E, da bolognese d’adozione, mi sento in diritto di dare qualche consiglio ai non bolognesi che dovessero visitare questa città, e indicherò cinque posti che per me sono posti incantevoli anche se frequentati da gente che non sa cosa vuol dire Salviettone: la sala Borsa, la cineteca, il museo della memoria di Ustica, il giro dei matti della città di Bologna, la chiesa di Santa Maria della Vita dove c’è il compianto del Cristo morto di Niccolò dell’Arca; vorrei dire due o tre cose che ho imparato in questi quasi vent’anni e che mi sembra possano essere utili, per chi viene a Bologna. La prima è che gli spaghetti alla bolognese, che è un piatto che ho visto sui menu dei ristoranti di tutto il mondo, di Parigi, di Mosca, di Dakar, ho anche letto recentemente che il calciatore Paul Pogba, quando si è trasferito dalla Juventus al Manchester Undited ha chiesto e ottenuto che la sua cuoca italiana lo seguisse in Gran Bretagna, e io avevo pensato che doveva essere proprio un buongustaio, questo Pogba, solo che poi, nel pezzo in cui l’ho letto, che era, se non ricordo male, un’intervista alla cuoca, le si chiedeva quale fosse il piatto preferito, di Pogba, e lei rispondeva: «Gli spaghetti alla bolognese» e io pensavo “No, non è un buongustaio”, perché gli spaghetti alla bolognese, a Bologna, dev’essere l’unica città del mondo, Bologna, che non li fa nessuno, gli spaghetti alla bolognese.
Per via del fatto che, ho chiesto a un ristoratore bolognese, la pasta di semola, con il ragù, non si sposa bene; «Se vuole mangiare un piatto bolognese – mi ha detto quel ristoratore – mangi le tagliatelle al ragù».
Un’altra cosa che non sapevo, quando abitavo a Parma, è che in piazza Maggiore, su quella specie di grande zoccolo che c’è in mezzo, che a Bologna chiamano il crescentone, lì i bolognesi, la domenica, portano i bambini a correre dietro ai piccioni, quelli a cui piace correre dietro ai piccioni, e gli altri, quelli a cui non piace correre dietro ai piccioni, portano i bambini a vedere chi ha la testa più grande.
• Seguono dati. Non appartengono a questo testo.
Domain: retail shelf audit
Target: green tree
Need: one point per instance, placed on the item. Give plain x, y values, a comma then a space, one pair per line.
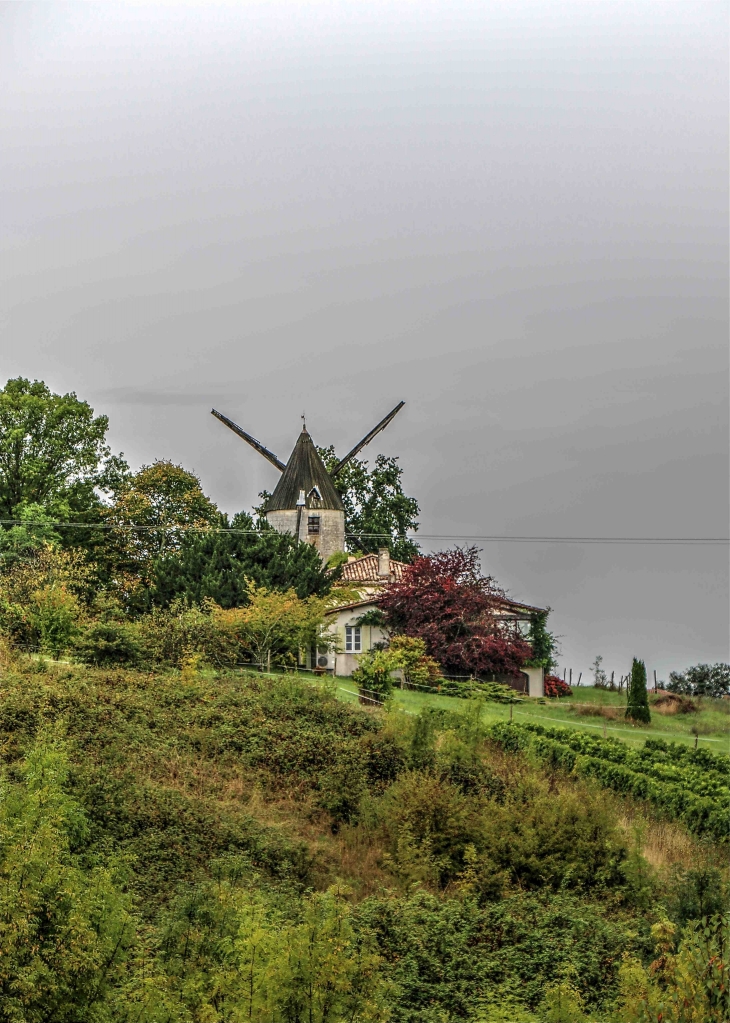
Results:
151, 514
52, 452
377, 514
65, 931
220, 566
544, 643
374, 671
637, 701
277, 625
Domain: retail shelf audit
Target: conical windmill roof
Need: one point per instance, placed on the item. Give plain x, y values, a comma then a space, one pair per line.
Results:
305, 472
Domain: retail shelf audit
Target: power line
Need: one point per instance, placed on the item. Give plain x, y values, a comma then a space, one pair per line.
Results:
650, 540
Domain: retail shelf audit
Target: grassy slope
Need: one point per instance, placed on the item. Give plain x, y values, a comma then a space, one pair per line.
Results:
712, 721
175, 772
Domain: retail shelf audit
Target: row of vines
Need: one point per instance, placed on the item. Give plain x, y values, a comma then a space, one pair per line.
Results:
686, 785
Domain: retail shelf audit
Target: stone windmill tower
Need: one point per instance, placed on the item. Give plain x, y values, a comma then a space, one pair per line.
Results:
306, 501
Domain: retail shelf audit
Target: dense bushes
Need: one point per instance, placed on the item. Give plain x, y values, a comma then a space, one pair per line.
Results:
498, 883
701, 680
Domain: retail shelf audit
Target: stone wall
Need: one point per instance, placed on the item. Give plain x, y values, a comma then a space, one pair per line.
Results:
331, 528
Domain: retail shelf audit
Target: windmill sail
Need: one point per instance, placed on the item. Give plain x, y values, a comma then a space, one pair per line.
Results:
269, 455
366, 440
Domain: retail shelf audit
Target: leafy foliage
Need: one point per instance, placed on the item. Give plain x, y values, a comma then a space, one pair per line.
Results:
543, 642
374, 672
52, 451
65, 928
701, 680
689, 986
221, 565
377, 514
555, 686
637, 701
445, 601
523, 895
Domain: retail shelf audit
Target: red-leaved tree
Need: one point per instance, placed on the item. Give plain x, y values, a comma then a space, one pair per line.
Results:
445, 601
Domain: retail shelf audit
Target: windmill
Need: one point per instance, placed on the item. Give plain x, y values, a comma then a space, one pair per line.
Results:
306, 501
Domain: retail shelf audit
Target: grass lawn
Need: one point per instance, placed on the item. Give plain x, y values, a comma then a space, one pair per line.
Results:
712, 720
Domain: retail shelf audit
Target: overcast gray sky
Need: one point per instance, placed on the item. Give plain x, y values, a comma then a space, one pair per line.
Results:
513, 216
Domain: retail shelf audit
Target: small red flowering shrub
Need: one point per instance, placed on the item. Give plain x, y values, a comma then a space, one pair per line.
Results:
555, 686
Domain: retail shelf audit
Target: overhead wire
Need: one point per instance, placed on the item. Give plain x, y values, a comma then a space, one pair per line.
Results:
131, 527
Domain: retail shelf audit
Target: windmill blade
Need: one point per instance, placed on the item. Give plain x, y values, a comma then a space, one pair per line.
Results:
269, 455
366, 440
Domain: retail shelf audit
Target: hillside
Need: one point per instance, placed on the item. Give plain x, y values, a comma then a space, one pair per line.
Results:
224, 846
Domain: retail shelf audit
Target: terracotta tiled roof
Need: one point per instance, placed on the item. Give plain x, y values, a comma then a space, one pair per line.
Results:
365, 570
369, 603
512, 609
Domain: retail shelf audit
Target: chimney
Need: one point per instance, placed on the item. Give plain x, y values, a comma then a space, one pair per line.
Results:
383, 563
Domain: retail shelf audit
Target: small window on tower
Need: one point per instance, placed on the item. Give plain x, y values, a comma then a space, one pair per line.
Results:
353, 639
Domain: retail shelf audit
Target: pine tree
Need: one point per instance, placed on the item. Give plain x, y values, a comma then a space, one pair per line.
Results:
637, 704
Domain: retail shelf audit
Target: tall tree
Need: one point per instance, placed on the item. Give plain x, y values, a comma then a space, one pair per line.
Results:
152, 512
53, 452
445, 601
377, 514
637, 701
220, 565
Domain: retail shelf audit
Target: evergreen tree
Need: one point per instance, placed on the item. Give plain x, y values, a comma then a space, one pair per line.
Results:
220, 565
637, 705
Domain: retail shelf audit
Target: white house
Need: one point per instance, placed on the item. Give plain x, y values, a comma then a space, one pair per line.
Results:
351, 636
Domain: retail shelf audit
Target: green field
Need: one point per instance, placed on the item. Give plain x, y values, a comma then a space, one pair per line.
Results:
712, 721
Da questa postazione, poi, dal crescentone, i bolognesi la conoscono bene non la guardano più, ma i non bolognesi che si trovano sul crescentone, in piazza Maggiore, da qui si trovano nel punto ideale per guardare la celebre Basilica di San Petronio, uno degli incanti della quale consiste nel fatto che, evidentemente, non è finita. Son così belle, le cose che non sono finite, un libro, da finire, una film, da finire, una cattedrale, da finire, mi viene in mente la strofa di una canzone di un cantante italiano che dice «Io voglio aspetta che la fame cresca e che magari non passi mai» (il cantautore si chiama Federico Fiumani e non è di Bologna, è di Osimo, ma scrive delle canzoni belle anche essendo di Osimo), be’, a guardare la facciata di San Petronio, così unica, nella sua incompiutezza, la fame non vi passa mai, e se poi volete avere ancora più fame, io vi consiglio di fare tutta San Petronio per il lungo, di passare davanti all’Archiginnasio, che è la sede dell’università di Bologna, che a Bologna dicono che sia la più antica università del mondo (a Parigi dicono che è quella di Parigi), di arrivare in piazza Galvani e da lì guardare il retro, di San Petronio, che dal retro, se fosse possibile, è ancor più evidente, che hanno interrotto i lavori a metà, e lasciato in sospeso così, adesso i gusti son gusti, ma per me, il retro di San Petronio è il più bel retro di cattedrale che ho mai visto in vita mia.

Ecco. Per quello, quando mi hanno chiesto di scegliere la parte dei portici della quale volevo parlare, ho scelto anche il Pavaglione, il portico che c’è lì di fianco a San Petronio, perché se uno si mette sotto il Pavaglione, in piazza Galvani, vede il retro di San Petronio che per me proprio è una delle cose di Bologna che mi piaccion di più.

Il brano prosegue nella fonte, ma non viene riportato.